Президент Соединенных Штатов окинул нас острым взглядом и – я готов поклясться – подмигнул, став при этом вдруг очень похожим на самого себя с киноафиши.
– Господин президент, – проговорил я. – Пожалуй, у меня все же есть просьба. Она вас не задержит.
– Хорошо, – кивнул Форд.
– Позвольте пожать вашу руку.
Гаррисон Форд протянул мне ладонь не колеблясь. Рука у него была сильная и жесткая – рука столяра-краснодеревщика.
– Прощайте, мистер Шчербаков, – произнес он негромко.
– Прощайте, мистер президент, – ответил я.
После ухода президента нам пришлось подождать еще полчаса, пока к нам не пропустили Кейт. Наверное, это были самые долгие полчаса в моей жизни. Нам оставалось только разглядывать злосчастные коробочки и бороться с искушением их открыть – а всем известно, что тяжелее этого ничего нет.
Кейт ворвалась, раздвинув здоровенных лбов, подпиравших двери.
– Господа русские, – объявила она, – поехали.
– Куда? – удивился я.
– Отсюда, – отрезала она.
– А разве нас выпустят? – удивился Андрей.
– Я договорилась, – безапелляционно бросила Кейт. – К вам приставят охранников, но ехать можно. Кто будет против – пусть спорит с президентом. Главное – успеть в аэропорт, ваши билеты у меня.

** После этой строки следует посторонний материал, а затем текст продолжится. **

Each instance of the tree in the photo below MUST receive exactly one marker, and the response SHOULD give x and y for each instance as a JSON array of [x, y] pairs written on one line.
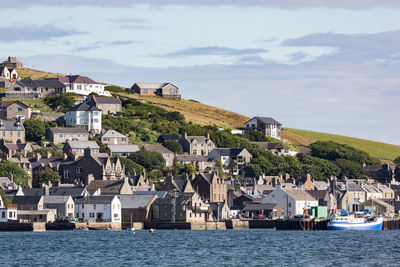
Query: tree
[[20, 177], [130, 166], [49, 176], [155, 175], [173, 146], [34, 130], [148, 159]]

– Кейт… – пробормотал Заброцкий. Щеки его стремительно розовели.
Я избавил его от моральных терзаний.
– Знаете, езжайте куда хотите, – объявил я им. – А мне есть чем заняться. Охранник мне в этом не помешает.
Эти двое вылетели из Овального кабинета как на крыльях. Я из приличия выждал пару минут, потом тоже вышел. Естественно, за мной увязался один из лбов.

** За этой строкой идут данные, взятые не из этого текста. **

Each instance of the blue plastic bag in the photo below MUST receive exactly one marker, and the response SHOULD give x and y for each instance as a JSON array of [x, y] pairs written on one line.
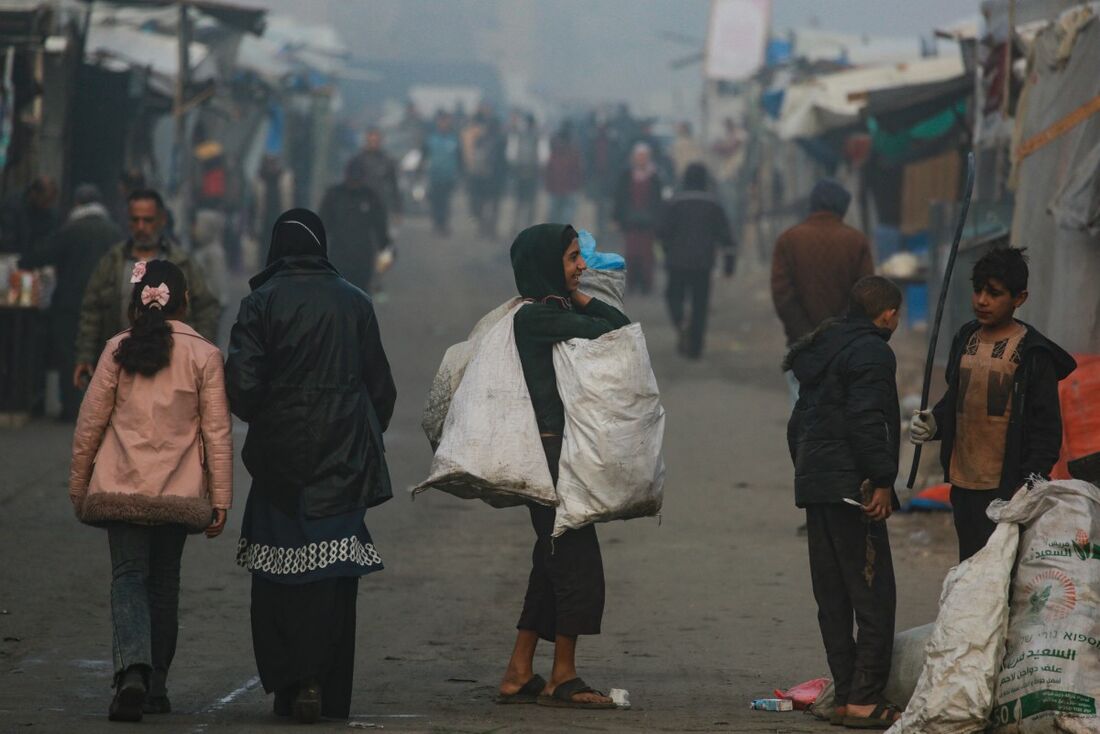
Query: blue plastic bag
[[597, 260]]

– Мистер, – полюбопытствовал я, когда мы вышли на лужайку перед Белым домом. За оградой уже толпились репортеры; я заметил давешнего рыжебородого мужика, виденного по телевизору в гостинице. – Где тут ближайший почтамт?
Охранник молча кивнул.
– Вот и славно, – улыбнулся я.
Мне было кому позвонить. Ничего, что международная связь с Ригой влетит мне в копеечку. Вряд ли кто-то еще звонил Эльзе из Западного полушария.

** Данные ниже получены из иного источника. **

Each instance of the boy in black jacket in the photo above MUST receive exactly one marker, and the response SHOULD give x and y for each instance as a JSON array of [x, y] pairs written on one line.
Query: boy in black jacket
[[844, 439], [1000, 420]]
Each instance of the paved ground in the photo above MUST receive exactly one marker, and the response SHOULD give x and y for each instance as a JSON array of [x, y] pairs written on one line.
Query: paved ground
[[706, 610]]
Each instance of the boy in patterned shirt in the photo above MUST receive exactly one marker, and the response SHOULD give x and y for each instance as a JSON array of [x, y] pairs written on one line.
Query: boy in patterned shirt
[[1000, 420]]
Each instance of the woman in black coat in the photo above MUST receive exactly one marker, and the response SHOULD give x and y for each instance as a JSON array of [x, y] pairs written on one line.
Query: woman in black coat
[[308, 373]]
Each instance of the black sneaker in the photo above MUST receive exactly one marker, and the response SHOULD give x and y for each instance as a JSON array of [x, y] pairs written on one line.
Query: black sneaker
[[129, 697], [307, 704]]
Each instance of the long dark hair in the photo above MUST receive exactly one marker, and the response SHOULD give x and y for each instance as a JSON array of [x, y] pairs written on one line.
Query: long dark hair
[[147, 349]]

Вашингтон, округ Колумбия.
30 сентября 1979 года, воскресенье.
Анджей Заброцкий
По дороге в аэропорт я начал потихоньку отключаться. Даже не от усталости – она перегорела еще к утру, – а просто так. От избытка впечатлений. Мы пережили такое, чего не переживал никто, мы видели такое, чего никто не видел и, надеюсь, больше не увидит. И теперь организм брал свое, со щелканьем вырубая предохранители.
– Пожалуйста, положите вещи на конвейер и пройдите через детектор.
Я облокотился на стойку и тупо наблюдал, как Сергей проходит таможенный контроль. Слышал, видел и ничего не понимал. Мозг даже не пытался обрабатывать поступающую информацию.
Рама противно взвизгнула и мигнула красной лампочкой.
– Пожалуйста, снимите часы и выложите из карманов все металлические предметы!
Щербаков послушно выгреб карманы и снова шагнул сквозь раму. Детектор опять завизжал.
– Ах да, – устало сказал Сергей. – Должно быть, это.
Он вытащил из кармана ту самую бархатную коробочку. Похоже, он, как и я, напрочь забыл о президентском подарке.